Multiple studies have documented that the ability of EGCG to potentiate the efficacy of conventional anti-leukemic drugs has been associated with its pro-apoptotic effect through the overproduction of intracellular ROS [17,18,19]. In this regard, we sought to explore the effect of Gilt-MNC and free GLT on the cellular ROS levels using the CellROX Green oxidative stress sensor. As presented in Figure 7a, treatment of free GLT increased the green fluorescence in MOLM-14 and MV-4-11 cells, representing elevated ROS levels in those cells. This finding was in accordance with the previous literature reporting ROS generation in FLT3-mutated AML cells upon exposure to GLT [33]. Notably, the cells treated with Gilt-MNC displayed markedly brighter fluorescence than those treated with free GLT. Quantification of the fluorescence intensity proved that Gilt-MNC stimulated significantly greater (p < 0.001) ROS production than free GLT (Figure 7c).
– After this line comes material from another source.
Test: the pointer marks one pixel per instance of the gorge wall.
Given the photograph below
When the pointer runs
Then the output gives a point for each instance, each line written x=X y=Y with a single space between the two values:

Overproduction of cellular ROS has been reported to promote the loss of the mitochondrial transmembrane potential and cytosolic leakage of cytochrome C, ultimately leading to caspase-dependent apoptosis pathways [13]. The Image-iT LIVE Red (a fluorogenic apoptosis probe) was used to visualize the enzymatic activity of caspase-3/7 playing a central role in the caspase cascade of apoptosis [34]. We observed dramatically enhanced red fluorescence from the cells treated with Gilt-MNC (800 nM) when compared to those treated with free GLT at the same dose (Figure 7b). The caspase-3/7 activity of MOLM-14 cells substantially jumped to ~1020% upon exposure to Gilt-MNC for 24 h, while only a moderate increase (~396%) was detected from the cells treated with free GLT (Figure 7d). A similar trend of caspase-3/7 activation was also seen for MV-4-11 cells. This finding was in good agreement with the earlier ROS level analysis, implying that the pro-oxidant effects of Gilt-MNC played a major role in triggering the caspase-induced apoptotic cell death. Collectively, the above results demonstrate that Gilt-MNC effectively induced apoptosis of FLT3-mutated AML cells by facilitating CD44-targeted co-delivery of GLT and HA-EGCG as well as by stimulating ROS generation and cellular caspase-3/7 activity.

4. Conclusions

Nanosized Gilt-MNC was successfully constructed with the self-assembly process of GLT and HA-EGCG in a water–ethanol mixture and purified using centrifugal filtration through a regenerated cellulose membrane. The produced Gilt-MNC had a small particle size (effective diameter < 200 nm), highly negative zeta potential (−34.1 to −38.2 mV), relatively low CMC (23.7 μg/mL), and good colloidal stability in the presence of serum. Flow cytometry revealed that Gilt-MNC could be efficiently taken up by both MOLM-14 and MV-4-11 cells via CD44 receptor-mediated endocytosis. The median-effect plot analysis demonstrated that Gilt-MNC synergistically augmented the cytotoxic efficacy of GLT via the combinational delivery of HA-EGCG plus GLT. The superior anti-leukemic effect of Gilt-MNC was associated with the induction of enhanced apoptosis via elevated ROS generation and caspase-3/7 activation. Our study suggests that Gilt-MNC holds great potential as a nanomedicine for the effective treatment of FLT3-mutated AML.